What happens when low demand meets too high supply? As StreetInsider reports, Barclays predicts it will trigger a series of promotions (i.e. discounts, i.e. sales, i.e. shrinking profit margins)” in U.S. retail” this fall and winter. And as the calendar shifts to spring 2023, Barclays expects that will result in a slowdown in wholesale orders from retailers for Nike shoes, hurting both sales and profits for the company.
If Nike is forced to lower its prices in order to move its own stock (or compete with rival shoemakers trying to move their inventory), it could spell the end of two consecutive years of increased gross profit margins for Nike and also reduce sales growth.
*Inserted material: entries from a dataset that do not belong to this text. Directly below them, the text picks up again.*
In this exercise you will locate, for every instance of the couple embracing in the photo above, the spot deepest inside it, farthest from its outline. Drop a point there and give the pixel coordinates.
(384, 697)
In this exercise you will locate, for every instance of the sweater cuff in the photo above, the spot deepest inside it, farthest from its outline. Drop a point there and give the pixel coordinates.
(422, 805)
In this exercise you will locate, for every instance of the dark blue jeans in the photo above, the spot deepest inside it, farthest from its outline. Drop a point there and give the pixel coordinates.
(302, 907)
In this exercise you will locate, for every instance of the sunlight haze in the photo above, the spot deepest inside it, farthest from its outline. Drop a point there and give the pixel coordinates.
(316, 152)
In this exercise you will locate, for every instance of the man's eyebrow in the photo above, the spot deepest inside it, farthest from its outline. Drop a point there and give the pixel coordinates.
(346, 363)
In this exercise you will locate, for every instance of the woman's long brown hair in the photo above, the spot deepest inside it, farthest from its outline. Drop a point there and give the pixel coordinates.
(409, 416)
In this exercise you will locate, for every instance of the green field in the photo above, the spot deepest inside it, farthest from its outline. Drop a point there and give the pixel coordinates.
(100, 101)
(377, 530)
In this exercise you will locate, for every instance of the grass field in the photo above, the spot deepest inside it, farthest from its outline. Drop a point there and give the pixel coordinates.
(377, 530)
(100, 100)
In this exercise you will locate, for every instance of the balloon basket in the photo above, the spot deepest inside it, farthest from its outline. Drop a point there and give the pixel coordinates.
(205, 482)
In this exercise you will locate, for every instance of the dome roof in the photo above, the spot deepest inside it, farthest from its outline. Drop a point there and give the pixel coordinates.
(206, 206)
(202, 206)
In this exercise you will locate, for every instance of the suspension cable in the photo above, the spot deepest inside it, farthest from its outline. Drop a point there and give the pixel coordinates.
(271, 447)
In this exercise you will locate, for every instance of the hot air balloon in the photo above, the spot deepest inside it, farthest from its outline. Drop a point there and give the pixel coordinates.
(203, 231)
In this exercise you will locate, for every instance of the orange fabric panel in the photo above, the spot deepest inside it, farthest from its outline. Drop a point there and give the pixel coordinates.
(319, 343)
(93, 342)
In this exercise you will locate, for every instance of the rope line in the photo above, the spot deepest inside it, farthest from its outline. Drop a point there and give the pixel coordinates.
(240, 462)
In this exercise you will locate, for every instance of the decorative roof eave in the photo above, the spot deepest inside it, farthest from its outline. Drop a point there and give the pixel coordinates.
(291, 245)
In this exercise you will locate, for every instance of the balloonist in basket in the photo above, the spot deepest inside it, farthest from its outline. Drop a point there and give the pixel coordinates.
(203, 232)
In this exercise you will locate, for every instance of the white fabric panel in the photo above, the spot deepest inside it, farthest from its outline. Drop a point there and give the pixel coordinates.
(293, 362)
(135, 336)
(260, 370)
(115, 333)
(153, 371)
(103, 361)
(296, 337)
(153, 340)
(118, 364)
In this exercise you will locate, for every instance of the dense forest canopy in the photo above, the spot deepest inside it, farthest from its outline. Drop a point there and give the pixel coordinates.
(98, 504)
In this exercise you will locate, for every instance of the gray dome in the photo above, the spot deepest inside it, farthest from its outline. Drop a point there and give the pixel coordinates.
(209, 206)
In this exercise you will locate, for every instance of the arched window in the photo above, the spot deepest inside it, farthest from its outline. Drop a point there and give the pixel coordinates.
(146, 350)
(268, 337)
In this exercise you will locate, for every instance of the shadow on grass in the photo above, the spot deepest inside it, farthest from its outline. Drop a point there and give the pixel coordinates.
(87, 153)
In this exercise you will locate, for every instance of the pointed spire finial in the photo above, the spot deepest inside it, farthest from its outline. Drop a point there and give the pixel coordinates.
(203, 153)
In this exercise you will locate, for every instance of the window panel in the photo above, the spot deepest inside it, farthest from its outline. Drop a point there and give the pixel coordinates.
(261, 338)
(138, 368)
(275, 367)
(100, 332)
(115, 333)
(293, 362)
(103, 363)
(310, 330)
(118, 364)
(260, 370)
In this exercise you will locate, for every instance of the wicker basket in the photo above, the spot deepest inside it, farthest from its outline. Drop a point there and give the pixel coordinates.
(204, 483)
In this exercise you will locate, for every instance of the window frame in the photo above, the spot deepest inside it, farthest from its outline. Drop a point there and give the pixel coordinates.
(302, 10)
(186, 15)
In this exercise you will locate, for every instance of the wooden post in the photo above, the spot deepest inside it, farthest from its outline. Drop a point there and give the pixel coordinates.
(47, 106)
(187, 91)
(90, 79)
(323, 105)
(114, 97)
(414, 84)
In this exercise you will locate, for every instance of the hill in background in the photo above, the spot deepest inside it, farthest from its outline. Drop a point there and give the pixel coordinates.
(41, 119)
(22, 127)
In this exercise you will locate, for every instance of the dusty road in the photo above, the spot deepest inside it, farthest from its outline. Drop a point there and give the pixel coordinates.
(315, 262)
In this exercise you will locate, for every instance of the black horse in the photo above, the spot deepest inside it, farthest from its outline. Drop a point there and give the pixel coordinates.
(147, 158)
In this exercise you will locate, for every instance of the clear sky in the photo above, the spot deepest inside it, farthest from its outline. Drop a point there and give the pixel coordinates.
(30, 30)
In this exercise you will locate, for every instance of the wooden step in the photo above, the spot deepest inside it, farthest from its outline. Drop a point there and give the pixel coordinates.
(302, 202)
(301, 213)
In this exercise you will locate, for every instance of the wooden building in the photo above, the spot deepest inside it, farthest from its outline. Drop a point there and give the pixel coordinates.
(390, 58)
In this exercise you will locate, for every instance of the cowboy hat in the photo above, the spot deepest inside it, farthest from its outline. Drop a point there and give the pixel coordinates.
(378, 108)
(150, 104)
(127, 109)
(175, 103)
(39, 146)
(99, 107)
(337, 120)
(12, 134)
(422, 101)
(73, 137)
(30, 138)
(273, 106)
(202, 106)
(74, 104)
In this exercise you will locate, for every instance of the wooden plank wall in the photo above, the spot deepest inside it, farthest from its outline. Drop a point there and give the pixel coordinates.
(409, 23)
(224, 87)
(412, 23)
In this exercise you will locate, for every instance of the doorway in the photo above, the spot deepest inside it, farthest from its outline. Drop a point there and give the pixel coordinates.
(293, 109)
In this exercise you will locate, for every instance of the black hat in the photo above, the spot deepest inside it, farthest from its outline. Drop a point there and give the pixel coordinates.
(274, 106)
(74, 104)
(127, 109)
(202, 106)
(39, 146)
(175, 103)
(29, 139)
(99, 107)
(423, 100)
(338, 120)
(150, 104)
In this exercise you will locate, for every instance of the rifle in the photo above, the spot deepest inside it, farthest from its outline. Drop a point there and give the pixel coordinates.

And given that most analysts already see Nike’s earnings growing at around 8.5% per year over the next five years – according to data from S&P Global Market Intelligence — it could push Nike’s earnings growth down into the mid-digits or even below single digits.
Given that Nike stock is currently trading well above the average price-to-earnings (P/E) ratio for S&P500 shares – nearly 28 times earnings – Barclays no longer considers the stock cheap enough to buy. And me neither.
Rich Smith has no position in the stocks mentioned. The Motley Fool holds positions and endorses Nike. The Motley Fool has a disclosure policy.